In [276]:
import os
import torch

from enum import Enum

import pandas as pd
import numpy as np

import torch.nn as nn
import torch.nn.functional as F

from torch.autograd import Variable

from gensim.models import KeyedVectors
from gensim.scripts.glove2word2vec import glove2word2vec
from uuid import uuid4

# 1. Implement functionality to read and process NER 2003 English Shared Task data in CoNNL file format

In [129]:
def read_file(path):
    with open(path, 'r') as f:
        return f.read()

def read_folder(folder, ext):
    return [
        read_file(os.path.join(folder, filename)) for filename in sorted(os.listdir(folder)) if filename.endswith(ext)
    ]

def read_connl_to_df(folder, ext):
    result = []
    offest = 0
    for txt in read_folder(folder, ext):
        rows = []
        sentences = txt.split('\n\n')
        for i, sentence in enumerate(sentences):
            for word in sentence.split('\n'):
                row = word.split(' ')
                row.append(int(offest + i))
                rows.append(row)
        result.append(pd.DataFrame(rows))
        offest = len(sentences)
    return result

def set_connl_df_naming(df):
    df.columns = ['word', 'part_of_speech', 'chunk', 'tag', 'sentence_id']
    return df.reset_index(drop=True)

In [131]:
test, train = [set_connl_df_naming(df.iloc[1:]) for df in read_connl_to_df('./dataset/', '.txt')]
df = test.append(train)

df.head(10)

3685
14988


Unnamed: 0,word,part_of_speech,chunk,tag,sentence_id
0,SOCCER,NN,B-NP,O,1.0
1,-,:,O,O,1.0
2,JAPAN,NNP,B-NP,B-LOC,1.0
3,GET,VB,B-VP,O,1.0
4,LUCKY,NNP,B-NP,O,1.0
5,WIN,NNP,I-NP,O,1.0
6,",",",",O,O,1.0
7,CHINA,NNP,B-NP,B-PER,1.0
8,IN,IN,B-PP,O,1.0
9,SURPRISE,DT,B-NP,O,1.0


# 2. Implement 3 strategies for loading the embeddings

1) load the embeddings for original capitalization of words. If embedding for this word doesn’t exists, associate it with UNKNOWN embedding (5% of score).

2) load the embeddings for lowercased capitalization of words. If embedding for this lowercased word doesn’t exists, associate it with UNKNOWN embedding (5% of score).

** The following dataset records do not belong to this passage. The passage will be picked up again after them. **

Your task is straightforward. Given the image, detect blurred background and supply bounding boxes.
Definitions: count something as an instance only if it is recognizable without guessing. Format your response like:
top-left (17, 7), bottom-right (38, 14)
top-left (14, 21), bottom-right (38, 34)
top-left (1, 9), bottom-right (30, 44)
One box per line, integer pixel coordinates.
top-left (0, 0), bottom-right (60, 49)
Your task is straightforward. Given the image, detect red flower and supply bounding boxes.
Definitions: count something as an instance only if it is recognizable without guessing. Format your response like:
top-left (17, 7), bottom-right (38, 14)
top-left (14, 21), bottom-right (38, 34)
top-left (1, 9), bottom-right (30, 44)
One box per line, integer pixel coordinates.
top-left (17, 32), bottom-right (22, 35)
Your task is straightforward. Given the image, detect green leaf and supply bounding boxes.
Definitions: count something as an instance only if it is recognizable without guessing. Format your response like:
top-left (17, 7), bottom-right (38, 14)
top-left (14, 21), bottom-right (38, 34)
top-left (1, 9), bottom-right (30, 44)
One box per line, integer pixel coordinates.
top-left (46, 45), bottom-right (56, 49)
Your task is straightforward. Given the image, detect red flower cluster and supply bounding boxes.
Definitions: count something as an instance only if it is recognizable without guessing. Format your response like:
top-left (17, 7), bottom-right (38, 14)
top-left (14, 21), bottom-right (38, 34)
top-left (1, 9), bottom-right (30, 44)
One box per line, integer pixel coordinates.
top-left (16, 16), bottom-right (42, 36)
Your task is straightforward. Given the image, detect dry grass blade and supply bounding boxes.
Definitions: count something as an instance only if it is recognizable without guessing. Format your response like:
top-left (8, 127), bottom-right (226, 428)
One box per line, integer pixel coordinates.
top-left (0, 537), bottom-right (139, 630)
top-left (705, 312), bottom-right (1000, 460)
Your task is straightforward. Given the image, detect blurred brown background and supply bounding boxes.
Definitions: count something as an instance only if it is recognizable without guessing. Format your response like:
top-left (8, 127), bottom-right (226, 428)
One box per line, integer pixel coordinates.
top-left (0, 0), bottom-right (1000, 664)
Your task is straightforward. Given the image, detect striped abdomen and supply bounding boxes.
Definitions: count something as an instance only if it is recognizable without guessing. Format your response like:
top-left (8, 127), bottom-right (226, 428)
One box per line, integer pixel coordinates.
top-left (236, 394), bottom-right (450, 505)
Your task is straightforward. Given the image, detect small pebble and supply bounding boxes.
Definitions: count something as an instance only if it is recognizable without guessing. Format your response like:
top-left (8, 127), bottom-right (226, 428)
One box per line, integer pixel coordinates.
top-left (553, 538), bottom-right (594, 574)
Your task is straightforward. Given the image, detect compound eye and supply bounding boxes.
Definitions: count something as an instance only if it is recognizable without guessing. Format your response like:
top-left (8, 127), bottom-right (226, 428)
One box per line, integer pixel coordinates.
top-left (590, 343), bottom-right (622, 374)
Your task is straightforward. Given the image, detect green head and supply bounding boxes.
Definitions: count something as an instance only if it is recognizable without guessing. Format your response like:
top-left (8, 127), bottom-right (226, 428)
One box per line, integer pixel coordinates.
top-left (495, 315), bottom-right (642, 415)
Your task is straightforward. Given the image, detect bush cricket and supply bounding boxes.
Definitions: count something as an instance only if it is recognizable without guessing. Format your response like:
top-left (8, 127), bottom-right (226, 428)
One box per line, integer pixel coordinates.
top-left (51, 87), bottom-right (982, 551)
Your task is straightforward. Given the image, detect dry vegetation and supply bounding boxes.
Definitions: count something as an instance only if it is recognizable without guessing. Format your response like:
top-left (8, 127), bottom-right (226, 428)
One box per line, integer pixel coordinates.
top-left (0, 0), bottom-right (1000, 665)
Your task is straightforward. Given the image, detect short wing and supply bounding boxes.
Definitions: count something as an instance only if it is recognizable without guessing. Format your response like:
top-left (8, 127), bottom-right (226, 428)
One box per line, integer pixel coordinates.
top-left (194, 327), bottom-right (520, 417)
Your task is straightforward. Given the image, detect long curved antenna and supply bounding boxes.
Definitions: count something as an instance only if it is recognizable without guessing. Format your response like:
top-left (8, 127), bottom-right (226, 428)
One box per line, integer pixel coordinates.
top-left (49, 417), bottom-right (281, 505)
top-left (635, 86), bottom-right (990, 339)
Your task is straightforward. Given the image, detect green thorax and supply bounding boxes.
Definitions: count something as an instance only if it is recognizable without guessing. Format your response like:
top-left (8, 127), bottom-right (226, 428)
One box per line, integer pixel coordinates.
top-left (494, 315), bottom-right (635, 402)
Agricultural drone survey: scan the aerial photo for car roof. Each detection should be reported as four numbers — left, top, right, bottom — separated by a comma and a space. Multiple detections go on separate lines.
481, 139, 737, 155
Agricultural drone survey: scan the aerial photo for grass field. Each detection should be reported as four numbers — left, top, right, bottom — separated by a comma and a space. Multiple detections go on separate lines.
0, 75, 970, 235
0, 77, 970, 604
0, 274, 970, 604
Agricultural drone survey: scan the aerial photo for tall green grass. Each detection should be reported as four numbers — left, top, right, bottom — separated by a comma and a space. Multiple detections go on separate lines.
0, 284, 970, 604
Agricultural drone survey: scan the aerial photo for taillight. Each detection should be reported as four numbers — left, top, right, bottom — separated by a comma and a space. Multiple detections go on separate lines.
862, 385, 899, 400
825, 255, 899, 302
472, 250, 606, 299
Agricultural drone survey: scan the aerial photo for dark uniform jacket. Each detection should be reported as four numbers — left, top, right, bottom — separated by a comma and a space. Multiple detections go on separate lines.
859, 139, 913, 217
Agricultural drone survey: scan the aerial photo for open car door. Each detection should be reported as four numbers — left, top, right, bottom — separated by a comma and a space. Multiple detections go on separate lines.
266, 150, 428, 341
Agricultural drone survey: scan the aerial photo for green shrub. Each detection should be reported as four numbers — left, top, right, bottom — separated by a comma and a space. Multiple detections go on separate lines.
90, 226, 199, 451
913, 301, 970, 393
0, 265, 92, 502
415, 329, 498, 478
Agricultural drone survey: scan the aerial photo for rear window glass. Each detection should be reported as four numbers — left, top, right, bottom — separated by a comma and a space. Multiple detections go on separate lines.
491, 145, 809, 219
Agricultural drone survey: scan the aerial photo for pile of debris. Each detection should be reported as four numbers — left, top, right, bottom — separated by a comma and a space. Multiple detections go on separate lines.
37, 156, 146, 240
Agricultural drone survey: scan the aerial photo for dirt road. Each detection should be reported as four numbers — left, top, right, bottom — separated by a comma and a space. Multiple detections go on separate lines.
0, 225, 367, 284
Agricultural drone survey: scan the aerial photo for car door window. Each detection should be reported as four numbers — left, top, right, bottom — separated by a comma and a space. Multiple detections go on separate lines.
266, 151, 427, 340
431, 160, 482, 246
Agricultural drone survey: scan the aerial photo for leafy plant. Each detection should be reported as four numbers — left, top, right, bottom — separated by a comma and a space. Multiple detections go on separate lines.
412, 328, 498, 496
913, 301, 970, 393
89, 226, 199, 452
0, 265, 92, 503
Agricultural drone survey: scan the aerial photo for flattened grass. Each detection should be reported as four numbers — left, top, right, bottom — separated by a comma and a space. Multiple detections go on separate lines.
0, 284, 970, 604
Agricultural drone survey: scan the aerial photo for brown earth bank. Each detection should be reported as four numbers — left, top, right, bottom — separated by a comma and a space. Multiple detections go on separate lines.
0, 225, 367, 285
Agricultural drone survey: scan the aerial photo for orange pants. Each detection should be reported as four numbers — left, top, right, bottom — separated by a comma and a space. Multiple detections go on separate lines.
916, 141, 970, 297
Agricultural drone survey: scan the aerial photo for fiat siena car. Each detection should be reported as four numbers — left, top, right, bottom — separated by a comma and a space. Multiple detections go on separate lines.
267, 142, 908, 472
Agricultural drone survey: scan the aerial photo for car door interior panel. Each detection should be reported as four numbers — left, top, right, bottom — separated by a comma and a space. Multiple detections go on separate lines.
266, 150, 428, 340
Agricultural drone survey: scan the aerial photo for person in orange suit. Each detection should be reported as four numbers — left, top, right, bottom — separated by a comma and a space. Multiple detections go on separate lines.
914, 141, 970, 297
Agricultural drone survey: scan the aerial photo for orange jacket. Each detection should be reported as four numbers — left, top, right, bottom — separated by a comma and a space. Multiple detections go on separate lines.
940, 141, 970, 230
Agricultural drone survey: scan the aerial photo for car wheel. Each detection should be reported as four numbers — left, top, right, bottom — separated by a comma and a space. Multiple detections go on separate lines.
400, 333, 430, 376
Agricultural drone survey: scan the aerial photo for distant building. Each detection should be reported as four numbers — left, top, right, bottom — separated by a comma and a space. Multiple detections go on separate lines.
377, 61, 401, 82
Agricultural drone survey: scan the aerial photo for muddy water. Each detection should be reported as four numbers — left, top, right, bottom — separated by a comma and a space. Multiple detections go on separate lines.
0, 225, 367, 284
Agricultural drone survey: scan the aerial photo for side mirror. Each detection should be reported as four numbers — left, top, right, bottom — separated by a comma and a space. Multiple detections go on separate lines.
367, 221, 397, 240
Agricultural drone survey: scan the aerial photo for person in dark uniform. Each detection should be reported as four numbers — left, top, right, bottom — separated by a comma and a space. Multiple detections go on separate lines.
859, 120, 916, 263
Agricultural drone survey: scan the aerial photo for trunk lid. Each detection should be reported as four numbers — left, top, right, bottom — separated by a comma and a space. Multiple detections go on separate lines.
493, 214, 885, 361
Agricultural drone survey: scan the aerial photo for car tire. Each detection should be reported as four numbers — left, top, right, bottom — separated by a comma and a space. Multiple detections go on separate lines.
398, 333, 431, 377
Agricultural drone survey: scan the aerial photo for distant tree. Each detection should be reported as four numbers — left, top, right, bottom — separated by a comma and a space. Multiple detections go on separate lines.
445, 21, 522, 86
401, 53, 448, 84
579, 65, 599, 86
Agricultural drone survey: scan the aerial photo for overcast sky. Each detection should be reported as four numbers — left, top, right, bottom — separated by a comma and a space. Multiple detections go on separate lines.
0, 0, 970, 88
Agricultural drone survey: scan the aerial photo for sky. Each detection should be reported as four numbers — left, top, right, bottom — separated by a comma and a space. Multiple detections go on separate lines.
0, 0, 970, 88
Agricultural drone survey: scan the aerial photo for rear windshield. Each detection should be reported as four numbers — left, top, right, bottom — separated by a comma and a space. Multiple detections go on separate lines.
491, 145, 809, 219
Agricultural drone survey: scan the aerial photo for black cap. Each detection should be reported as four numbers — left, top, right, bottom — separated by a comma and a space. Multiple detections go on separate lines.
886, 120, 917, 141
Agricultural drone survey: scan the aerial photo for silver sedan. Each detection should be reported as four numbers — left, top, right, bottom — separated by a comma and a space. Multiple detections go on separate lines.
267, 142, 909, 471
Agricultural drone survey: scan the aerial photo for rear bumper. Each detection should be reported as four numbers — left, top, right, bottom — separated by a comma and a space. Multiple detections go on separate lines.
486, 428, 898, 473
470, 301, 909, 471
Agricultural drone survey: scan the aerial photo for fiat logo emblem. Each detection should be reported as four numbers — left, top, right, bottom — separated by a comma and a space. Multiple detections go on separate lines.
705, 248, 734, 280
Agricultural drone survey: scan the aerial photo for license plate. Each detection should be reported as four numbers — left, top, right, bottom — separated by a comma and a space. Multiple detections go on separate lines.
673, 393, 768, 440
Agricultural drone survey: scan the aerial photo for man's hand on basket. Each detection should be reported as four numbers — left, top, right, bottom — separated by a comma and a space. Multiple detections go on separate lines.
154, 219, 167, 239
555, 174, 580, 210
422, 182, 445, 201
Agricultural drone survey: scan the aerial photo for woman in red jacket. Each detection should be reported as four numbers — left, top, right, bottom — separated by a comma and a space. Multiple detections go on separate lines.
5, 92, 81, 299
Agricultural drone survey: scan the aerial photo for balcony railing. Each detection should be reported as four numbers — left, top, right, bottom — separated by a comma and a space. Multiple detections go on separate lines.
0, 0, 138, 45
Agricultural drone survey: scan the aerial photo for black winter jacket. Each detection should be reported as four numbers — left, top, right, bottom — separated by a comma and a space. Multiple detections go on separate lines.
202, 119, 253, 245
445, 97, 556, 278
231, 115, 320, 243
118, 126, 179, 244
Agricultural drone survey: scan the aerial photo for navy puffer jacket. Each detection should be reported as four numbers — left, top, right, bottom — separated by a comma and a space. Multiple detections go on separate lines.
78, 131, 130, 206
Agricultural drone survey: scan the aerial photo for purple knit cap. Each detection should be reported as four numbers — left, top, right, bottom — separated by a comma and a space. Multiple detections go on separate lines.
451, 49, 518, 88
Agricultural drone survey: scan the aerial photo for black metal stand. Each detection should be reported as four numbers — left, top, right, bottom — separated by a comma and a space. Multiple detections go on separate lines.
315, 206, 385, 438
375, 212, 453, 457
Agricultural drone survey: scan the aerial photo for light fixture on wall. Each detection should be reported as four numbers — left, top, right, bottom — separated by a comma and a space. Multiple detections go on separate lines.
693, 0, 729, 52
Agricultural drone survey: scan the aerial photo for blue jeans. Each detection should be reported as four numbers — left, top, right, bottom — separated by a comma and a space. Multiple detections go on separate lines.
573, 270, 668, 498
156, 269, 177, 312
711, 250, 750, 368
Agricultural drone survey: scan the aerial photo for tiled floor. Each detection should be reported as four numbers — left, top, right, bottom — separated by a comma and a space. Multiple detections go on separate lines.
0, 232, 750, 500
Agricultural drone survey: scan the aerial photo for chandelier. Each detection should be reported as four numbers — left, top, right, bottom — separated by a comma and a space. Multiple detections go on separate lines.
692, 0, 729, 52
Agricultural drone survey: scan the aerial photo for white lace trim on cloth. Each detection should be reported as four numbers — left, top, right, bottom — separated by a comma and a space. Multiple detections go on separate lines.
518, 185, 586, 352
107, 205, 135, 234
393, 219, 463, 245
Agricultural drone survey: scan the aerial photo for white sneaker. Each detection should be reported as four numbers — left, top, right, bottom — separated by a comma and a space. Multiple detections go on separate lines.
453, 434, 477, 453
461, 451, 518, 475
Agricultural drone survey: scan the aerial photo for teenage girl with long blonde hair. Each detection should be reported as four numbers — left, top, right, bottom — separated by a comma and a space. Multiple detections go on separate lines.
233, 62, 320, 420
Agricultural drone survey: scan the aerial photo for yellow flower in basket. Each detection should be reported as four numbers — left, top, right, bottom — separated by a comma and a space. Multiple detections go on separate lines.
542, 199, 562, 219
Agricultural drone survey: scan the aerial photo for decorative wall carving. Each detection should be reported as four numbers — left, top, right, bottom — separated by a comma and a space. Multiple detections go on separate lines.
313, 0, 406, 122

3) load the embeddings for original capitalization of words. If embedding for this word doesn’t exists, try to find the embedding for lowercased version and associate it to the word with original capitalization. Otherwise, associate it with UNKNOWN embedding (20% of score).

In [108]:
word2vec_output_file = 'glove.6B.100d.txt.word2vec'
glove2word2vec('./glove.6B.100d.txt', word2vec_output_file)

(400000, 100)

In [252]:
class STRATEGY(Enum):
    CASED = 1
    LOWER = 2
    FALLBACK_TO_LOWER = 3

class W2V:
    
    def __init__(self, w2v):
        self.w2v = w2v
    
    def get_vector(self, word):
        try:
            return self.w2v.get_vector(word)
        except KeyError:
            return self.w2v.get_vector("unk")
        
    def get_vector_lowercased(self, word):
        try:
            return self.w2v.get_vector(str(word).lower())
        except KeyError:
            return self.w2v.get_vector("unk")
        
    def get_vector_lowercased_onfail(self, word):
        unk = self.w2v.get_vector("unk")
        original_case = self.get_vector(word)
        
        if np.array_equal(unk, original_case):
            return self.get_vector_lowercased(word)
        
        return original_case
    
    def enreach_df_with_vector_representation_of_words(self, df, strategy, col_in, col_out):
        if strategy == STRATEGY.CASED:
            df[col_out] = df[col_in].apply(lambda word: self.get_vector(word))
        if strategy == STRATEGY.LOWER:
            df[col_out] = df[col_in].apply(lambda word: self.get_vector_lowercased(word))
        if strategy == STRATEGY.FALLBACK_TO_LOWER:
            df[col_out] = df[col_in].apply(lambda word: self.get_vector_lowercased_onfail(word))
        return df
        
    @staticmethod
    def load_word2vec_format(path):
        embeddings = KeyedVectors.load_word2vec_format(path)
        return W2V(embeddings)

In [253]:
glove = W2V.load_word2vec_format(word2vec_output_file)

In [254]:
df_str_1 = glove.enreach_df_with_vector_representation_of_words(df.copy(deep=True), STRATEGY.CASED, "word", "vec")
df_str_2 = glove.enreach_df_with_vector_representation_of_words(df.copy(deep=True), STRATEGY.LOWER, "word", "vec")
df_str_3 = glove.enreach_df_with_vector_representation_of_words(df.copy(deep=True), STRATEGY.FALLBACK_TO_LOWER, "word", "vec")

df_str_1.head()

Unnamed: 0,word,part_of_speech,chunk,tag,sentence_id,vec
0,SOCCER,NN,B-NP,O,1.0,"[0.027166, -0.1762, -0.19623, 0.33527, 0.06239..."
1,-,:,O,O,1.0,"[-1.2557, 0.61036, 0.56793, -0.96596, -0.45249..."
2,JAPAN,NNP,B-NP,B-LOC,1.0,"[0.027166, -0.1762, -0.19623, 0.33527, 0.06239..."
3,GET,VB,B-VP,O,1.0,"[0.027166, -0.1762, -0.19623, 0.33527, 0.06239..."
4,LUCKY,NNP,B-NP,O,1.0,"[0.027166, -0.1762, -0.19623, 0.33527, 0.06239..."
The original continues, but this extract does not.